Tomorrow over 50 million turkeys will be consumed in America as families gather around the Thanksgiving dinner table. How all those turkeys get there is a mystery to most people. They never really have to think about it, but the production, distribution, and sale of the ingredients in this dinner are emblematic of the miracle of the market. Specialization and mass production enable it all to be provided at a low cost. 
Less than a century and a half ago you would have had to raise your own turkey on the farm, where you would more likely still be living, or go out and hunt for a wild one. Then you’d have to go through the work of slaughtering, plucking and cleaning it, which few of us today could do without a lot of angst. Fortunately today someone else takes care of that.
The ancestor of the gobbler we eat today was a wild turkey of the kind you can still see in natural settings. It is a much leaner bird than the gobbler, whose plumpness is a product of controlled breeding over many generations, and like many other domestic animals, does not exist in the natural world.

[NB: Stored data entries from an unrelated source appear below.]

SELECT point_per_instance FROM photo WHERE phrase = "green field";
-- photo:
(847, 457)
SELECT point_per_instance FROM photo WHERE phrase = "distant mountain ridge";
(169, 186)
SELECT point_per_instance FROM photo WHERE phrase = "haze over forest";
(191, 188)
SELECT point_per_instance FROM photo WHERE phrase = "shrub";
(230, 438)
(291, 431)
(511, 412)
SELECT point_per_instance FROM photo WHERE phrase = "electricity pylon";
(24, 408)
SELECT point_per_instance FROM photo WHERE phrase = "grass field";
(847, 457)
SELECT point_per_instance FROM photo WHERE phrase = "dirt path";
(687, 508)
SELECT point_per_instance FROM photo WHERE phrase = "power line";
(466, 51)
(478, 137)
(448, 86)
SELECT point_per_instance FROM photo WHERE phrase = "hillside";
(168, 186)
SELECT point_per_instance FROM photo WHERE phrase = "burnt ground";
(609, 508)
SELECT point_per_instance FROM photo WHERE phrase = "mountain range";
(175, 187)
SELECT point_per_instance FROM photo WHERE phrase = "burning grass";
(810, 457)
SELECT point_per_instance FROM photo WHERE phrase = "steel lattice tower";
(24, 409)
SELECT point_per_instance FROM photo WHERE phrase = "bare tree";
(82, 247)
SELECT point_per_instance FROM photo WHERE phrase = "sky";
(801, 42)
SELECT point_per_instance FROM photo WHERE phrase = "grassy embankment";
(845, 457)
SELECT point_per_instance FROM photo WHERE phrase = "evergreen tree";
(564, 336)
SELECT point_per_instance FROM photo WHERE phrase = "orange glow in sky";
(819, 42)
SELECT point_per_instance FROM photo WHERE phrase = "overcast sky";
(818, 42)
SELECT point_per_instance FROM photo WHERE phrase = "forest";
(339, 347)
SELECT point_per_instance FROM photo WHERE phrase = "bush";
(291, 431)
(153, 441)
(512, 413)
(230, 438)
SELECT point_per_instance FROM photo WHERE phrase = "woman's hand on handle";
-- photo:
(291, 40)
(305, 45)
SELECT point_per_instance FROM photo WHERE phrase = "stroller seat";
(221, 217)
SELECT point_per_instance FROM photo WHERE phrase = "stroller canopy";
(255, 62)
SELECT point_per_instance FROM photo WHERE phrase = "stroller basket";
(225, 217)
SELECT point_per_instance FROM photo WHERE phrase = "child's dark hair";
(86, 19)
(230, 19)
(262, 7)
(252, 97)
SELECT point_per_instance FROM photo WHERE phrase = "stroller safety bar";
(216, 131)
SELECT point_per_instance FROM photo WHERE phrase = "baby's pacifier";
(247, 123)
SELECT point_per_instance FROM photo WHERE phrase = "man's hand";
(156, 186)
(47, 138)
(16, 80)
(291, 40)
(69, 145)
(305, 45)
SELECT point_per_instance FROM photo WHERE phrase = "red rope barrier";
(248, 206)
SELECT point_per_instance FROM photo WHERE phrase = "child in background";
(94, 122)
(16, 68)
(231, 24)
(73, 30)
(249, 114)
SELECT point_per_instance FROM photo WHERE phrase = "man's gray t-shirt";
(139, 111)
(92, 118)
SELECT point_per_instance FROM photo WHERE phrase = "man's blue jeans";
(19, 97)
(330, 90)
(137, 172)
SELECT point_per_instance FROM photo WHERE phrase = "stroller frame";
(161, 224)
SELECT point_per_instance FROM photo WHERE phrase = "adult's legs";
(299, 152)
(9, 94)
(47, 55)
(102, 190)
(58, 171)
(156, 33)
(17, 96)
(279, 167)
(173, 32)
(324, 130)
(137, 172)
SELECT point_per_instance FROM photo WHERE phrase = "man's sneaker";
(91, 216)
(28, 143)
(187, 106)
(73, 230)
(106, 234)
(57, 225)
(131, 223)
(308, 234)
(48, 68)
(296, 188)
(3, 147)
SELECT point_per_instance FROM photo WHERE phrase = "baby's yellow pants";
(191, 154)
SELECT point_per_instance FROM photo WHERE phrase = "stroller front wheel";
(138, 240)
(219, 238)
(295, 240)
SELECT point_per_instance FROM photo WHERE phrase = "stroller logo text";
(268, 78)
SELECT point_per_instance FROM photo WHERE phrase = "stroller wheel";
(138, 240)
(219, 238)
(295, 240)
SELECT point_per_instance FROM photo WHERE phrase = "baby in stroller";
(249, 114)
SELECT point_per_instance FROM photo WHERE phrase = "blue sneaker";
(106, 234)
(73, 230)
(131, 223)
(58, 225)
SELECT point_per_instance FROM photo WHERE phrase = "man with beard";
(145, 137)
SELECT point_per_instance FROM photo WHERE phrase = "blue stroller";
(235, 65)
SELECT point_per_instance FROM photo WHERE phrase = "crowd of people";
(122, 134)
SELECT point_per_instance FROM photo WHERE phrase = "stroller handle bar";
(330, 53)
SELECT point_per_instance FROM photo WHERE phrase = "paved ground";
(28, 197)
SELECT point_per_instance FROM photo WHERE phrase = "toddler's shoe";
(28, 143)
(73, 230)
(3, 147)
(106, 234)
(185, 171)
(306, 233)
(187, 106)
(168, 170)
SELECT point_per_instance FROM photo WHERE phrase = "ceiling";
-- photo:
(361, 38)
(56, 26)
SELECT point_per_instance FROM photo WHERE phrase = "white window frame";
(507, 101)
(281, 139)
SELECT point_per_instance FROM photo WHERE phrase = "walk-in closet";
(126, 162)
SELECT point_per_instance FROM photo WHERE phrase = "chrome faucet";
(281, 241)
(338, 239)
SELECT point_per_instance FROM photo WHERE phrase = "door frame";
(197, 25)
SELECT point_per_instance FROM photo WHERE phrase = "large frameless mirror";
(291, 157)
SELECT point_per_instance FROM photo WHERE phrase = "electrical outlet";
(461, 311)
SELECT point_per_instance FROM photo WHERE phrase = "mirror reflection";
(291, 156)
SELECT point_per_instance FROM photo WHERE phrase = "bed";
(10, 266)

It is native to North America, but the appellation we now give to the Meleagris gallopavo actually got its name from the country Turkey, via the British, since much early American trade had to pass through Constantinople (today’s Istanbul) on its way to England.

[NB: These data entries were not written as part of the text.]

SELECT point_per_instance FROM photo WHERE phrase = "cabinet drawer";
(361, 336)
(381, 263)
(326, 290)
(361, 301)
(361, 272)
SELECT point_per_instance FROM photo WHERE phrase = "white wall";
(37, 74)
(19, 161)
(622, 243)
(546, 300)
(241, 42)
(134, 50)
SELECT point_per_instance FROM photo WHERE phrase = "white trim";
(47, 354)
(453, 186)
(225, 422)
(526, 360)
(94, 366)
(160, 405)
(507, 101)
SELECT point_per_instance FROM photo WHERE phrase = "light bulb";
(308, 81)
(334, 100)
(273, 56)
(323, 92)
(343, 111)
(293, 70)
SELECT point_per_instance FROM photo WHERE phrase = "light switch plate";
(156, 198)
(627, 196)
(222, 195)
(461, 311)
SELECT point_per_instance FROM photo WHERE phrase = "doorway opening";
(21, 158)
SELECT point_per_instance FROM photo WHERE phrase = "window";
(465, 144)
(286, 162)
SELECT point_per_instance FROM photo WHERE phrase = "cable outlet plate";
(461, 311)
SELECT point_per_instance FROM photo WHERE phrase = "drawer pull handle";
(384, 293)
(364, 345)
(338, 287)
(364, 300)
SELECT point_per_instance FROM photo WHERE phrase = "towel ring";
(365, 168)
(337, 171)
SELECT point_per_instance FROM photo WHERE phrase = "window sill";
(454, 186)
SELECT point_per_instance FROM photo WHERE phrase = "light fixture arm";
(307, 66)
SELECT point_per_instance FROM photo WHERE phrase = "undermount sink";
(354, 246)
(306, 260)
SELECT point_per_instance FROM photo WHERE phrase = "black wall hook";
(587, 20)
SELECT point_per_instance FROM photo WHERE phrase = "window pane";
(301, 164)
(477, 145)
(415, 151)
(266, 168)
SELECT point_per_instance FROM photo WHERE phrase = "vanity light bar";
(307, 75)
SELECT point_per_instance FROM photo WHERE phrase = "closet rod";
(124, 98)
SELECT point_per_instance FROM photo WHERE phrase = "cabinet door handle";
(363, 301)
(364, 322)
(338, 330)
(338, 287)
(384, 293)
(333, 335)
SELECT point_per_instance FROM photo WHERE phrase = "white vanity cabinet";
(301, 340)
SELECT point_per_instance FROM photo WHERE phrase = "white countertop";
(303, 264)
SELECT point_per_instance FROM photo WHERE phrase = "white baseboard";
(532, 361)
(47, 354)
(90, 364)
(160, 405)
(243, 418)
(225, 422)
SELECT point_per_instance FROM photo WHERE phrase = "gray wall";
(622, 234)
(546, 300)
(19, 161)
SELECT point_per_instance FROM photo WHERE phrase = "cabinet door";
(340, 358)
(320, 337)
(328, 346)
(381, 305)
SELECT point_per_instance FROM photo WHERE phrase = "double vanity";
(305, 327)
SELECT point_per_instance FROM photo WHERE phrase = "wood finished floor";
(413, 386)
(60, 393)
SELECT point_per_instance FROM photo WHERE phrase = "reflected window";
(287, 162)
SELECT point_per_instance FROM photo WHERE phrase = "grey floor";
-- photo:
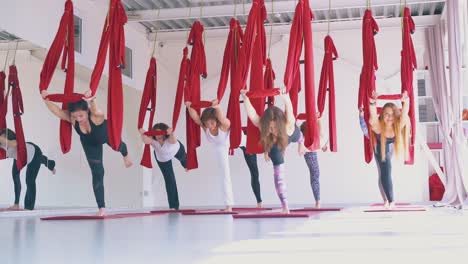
(351, 236)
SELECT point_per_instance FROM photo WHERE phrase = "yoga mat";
(311, 209)
(172, 211)
(397, 204)
(10, 210)
(95, 217)
(253, 209)
(396, 210)
(210, 212)
(271, 215)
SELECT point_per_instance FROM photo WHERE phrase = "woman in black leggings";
(166, 147)
(389, 134)
(251, 160)
(35, 159)
(90, 124)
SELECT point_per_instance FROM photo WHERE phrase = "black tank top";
(97, 135)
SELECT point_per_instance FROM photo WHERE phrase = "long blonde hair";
(399, 129)
(273, 114)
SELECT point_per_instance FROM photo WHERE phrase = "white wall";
(345, 177)
(72, 184)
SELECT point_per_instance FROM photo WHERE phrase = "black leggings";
(94, 156)
(169, 176)
(251, 160)
(385, 169)
(32, 170)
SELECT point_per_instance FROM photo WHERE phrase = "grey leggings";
(314, 170)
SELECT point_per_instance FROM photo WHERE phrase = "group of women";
(277, 127)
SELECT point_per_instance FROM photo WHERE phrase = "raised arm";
(405, 109)
(144, 138)
(97, 113)
(374, 118)
(362, 123)
(172, 138)
(225, 122)
(251, 112)
(193, 114)
(288, 111)
(54, 109)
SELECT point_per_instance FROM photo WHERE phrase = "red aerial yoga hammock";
(62, 43)
(196, 70)
(301, 33)
(408, 64)
(253, 57)
(113, 38)
(231, 67)
(367, 78)
(18, 110)
(148, 98)
(327, 82)
(3, 108)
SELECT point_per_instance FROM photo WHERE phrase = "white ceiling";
(178, 15)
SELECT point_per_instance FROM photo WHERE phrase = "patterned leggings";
(280, 184)
(312, 163)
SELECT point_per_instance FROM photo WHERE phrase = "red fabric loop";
(389, 97)
(154, 133)
(148, 99)
(65, 46)
(301, 35)
(113, 38)
(65, 98)
(201, 104)
(302, 116)
(367, 78)
(263, 93)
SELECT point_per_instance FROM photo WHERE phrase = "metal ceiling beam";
(284, 29)
(228, 10)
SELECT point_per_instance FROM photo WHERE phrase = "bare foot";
(102, 212)
(127, 161)
(14, 207)
(386, 205)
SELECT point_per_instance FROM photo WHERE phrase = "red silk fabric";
(65, 46)
(113, 38)
(367, 78)
(18, 110)
(148, 99)
(327, 80)
(196, 70)
(3, 108)
(301, 35)
(408, 65)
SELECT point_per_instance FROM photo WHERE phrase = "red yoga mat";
(210, 212)
(310, 209)
(251, 209)
(271, 215)
(397, 204)
(173, 211)
(396, 210)
(95, 217)
(10, 210)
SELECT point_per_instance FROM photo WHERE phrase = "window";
(78, 33)
(129, 66)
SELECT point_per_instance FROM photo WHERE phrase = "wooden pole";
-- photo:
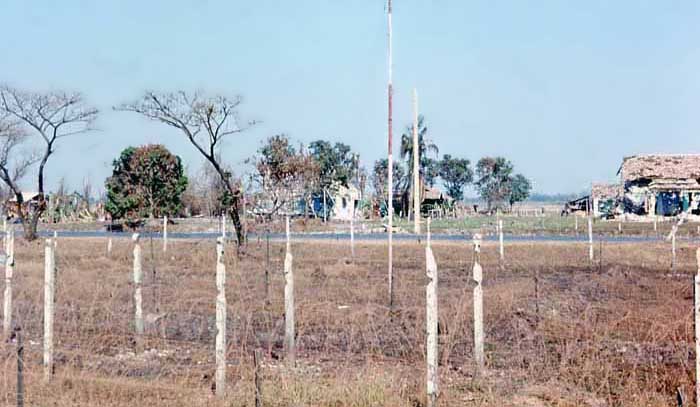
(431, 301)
(289, 302)
(20, 368)
(9, 272)
(49, 292)
(165, 234)
(390, 162)
(138, 280)
(416, 167)
(220, 319)
(590, 239)
(478, 307)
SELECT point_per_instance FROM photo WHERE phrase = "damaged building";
(663, 185)
(605, 199)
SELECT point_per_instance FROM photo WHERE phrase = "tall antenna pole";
(416, 166)
(390, 164)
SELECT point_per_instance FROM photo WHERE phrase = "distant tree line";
(149, 181)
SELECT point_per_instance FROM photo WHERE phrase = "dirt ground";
(559, 330)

In the past the Thanksgiving meal did not always contain turkey, until preservation and mass production made it practical and inexpensive for everyone. The holiday itself goes back to colonial times, but was first officially proclaimed by President George Washington, and subsequently fixed as the fourth Thursday in November by a congressional resolution in 1941. It was originally supposed to be a day of prayer and thanksgiving, but modern times have seen a number of other things added to it, such as football games in the 1890s, Macy’s Thanksgiving Day Parade beginning in 1924, the presidential turkey pardon in begun by Ronald Reagan in 1987 and the commercial “black Friday” on the following day. This is how traditions come about. 
Most people still give thanks, but you always have those on the fringes who try to spoil the holiday, such as atheists who object to the religious nature of observances, and others, such as nutty professors who label it a day predicated on the “genocide” of the native population. This is the sort of thing that appeals to the conscience of some liberals, who cannot abide anything that any minority finds offensive, no matter how innocuous. For them it becomes a day of misgivings rather than thanksgivings. 
Otherwise, families across the country will gather around the table  to give thanks and have their turkey dinner, and they do indeed have a lot to be thankful about, due to the work, sacrifice, as well as the inventiveness of their ancestors. For although it may not be the best of times, they are fortunate to be living now as citizens of this great land and to partake of its bounty. Let us give thanks.